Dashboard Development
As we have described previously, we followed a five-step process to create a secure,
EHR-linked, condition- and patient-specific visual analytics e-antibiogram that aggregates
and displays bacterial isolate data following the CLSI guidelines.[8]
[9]
[10] First, we retrieved the relevant data from the EHR relational reporting database
(Epic Clarity) and then merged thousands of conventional relational database tables
into a single dimensional model within visual analytics software (QlikView, Radnor,
Pennsylvania, United States).[11]
[Fig. 1] shows the e-antibiogram's dimensional model diagram based on a snowflake schema
(data relationships). The dimensional model presents the data in an intuitive framework
that contains information regarding the Procedure Order, Order Result, and Order Sensitivity
tables as the “fact” or main table (MAIN_FACT_TABLE). The model also contains the
original antibiotic, organism, procedure, and admission, discharge, and transfer tables
as well as the curated lookup tables that are described in a later section. This dimensional
model is highly denormalized and eliminates the complexity from entity relationship
diagrams while providing the same approach to the logical and physical data models.
The second step of dashboard development consisted of exploratory data analysis. Histograms
and other visual summarizations of the data were created to explore the data structure
and perform initial data validation. The third step of the dashboard creation process
included data modeling, transformation, and additional validation. The fourth step—information
visualization—involved constructing an interactive user interface that adhered to
seminal visualization principles to achieve graphical excellence and integrity.[12] This fourth step included selecting the appropriate colors, eliminating distractors,
determining the proper data density, and formulating an aesthetically pleasing “golden
rectangle” interface design layout.[13] Some examples of how these principles were implemented include careful selection
of font types and sizes to maximize readability, standardized spacing among and within
cells, neutral colors for the areas framing the green-red-or-yellow e-antibiogram
cells so as not to distract the clinician, and appropriate shortening of antibiotic
and organism names to maintain uniform cell sizes. During the fifth step, iterative
usability testing, end-users used the “live” e-antibiogram dashboard and then reported
feedback that refined the dashboard's final interface. The evaluators in the fifth
step included informatics-trained pediatricians and a usability expert. They provided
suggestions on features of the interface including the e-antibiogram's layout and
color scheme.
Fig. 1 The electronic antibiogram's dimensional model diagram is based on a snowflake schema.
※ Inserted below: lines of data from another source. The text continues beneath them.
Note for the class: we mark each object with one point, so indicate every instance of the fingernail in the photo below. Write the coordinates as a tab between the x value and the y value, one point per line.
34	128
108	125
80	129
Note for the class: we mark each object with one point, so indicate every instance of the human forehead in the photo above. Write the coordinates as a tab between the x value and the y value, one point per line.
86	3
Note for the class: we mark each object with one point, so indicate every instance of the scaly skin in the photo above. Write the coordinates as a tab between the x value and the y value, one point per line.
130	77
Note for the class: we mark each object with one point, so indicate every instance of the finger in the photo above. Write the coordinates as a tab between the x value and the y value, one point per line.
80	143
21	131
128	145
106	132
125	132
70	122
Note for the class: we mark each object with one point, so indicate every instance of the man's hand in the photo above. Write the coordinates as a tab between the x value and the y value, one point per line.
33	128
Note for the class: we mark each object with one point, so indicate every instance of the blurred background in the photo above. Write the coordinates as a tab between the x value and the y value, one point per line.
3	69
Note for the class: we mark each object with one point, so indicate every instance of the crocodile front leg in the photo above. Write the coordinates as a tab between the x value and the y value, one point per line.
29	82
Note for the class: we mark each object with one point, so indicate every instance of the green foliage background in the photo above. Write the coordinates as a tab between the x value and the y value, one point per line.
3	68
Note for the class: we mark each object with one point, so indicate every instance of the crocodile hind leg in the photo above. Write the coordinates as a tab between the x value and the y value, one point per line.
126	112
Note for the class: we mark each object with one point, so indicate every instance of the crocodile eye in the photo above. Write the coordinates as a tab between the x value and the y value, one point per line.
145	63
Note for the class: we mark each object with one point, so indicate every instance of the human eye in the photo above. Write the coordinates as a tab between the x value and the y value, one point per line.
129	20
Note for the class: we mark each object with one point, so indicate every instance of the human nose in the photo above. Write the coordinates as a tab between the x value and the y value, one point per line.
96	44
The dimensional model contains information regarding the Procedure Order, Order Result,
and Order Sensitivity tables as the “fact” or main table (MAIN_FACT_TABLE). The model
also contains the original antibiotic, organism, procedure, and patient and order
location tables as well as lookup tables that are curated by infectious disease specialists.
Antimicrobial susceptibility testing results were collapsed into two categories, susceptible
and nonsusceptible, and were displayed as a percentage of susceptible isolates. An
alert was added when the denominator consisted of fewer than 30 isolates.[14] Routinely tested antibiotics were included. Infectious diseases specialists at our
hospital selected the organisms for inclusion in the antibiogram based on their clinical
relevance and the frequency with which they were isolated.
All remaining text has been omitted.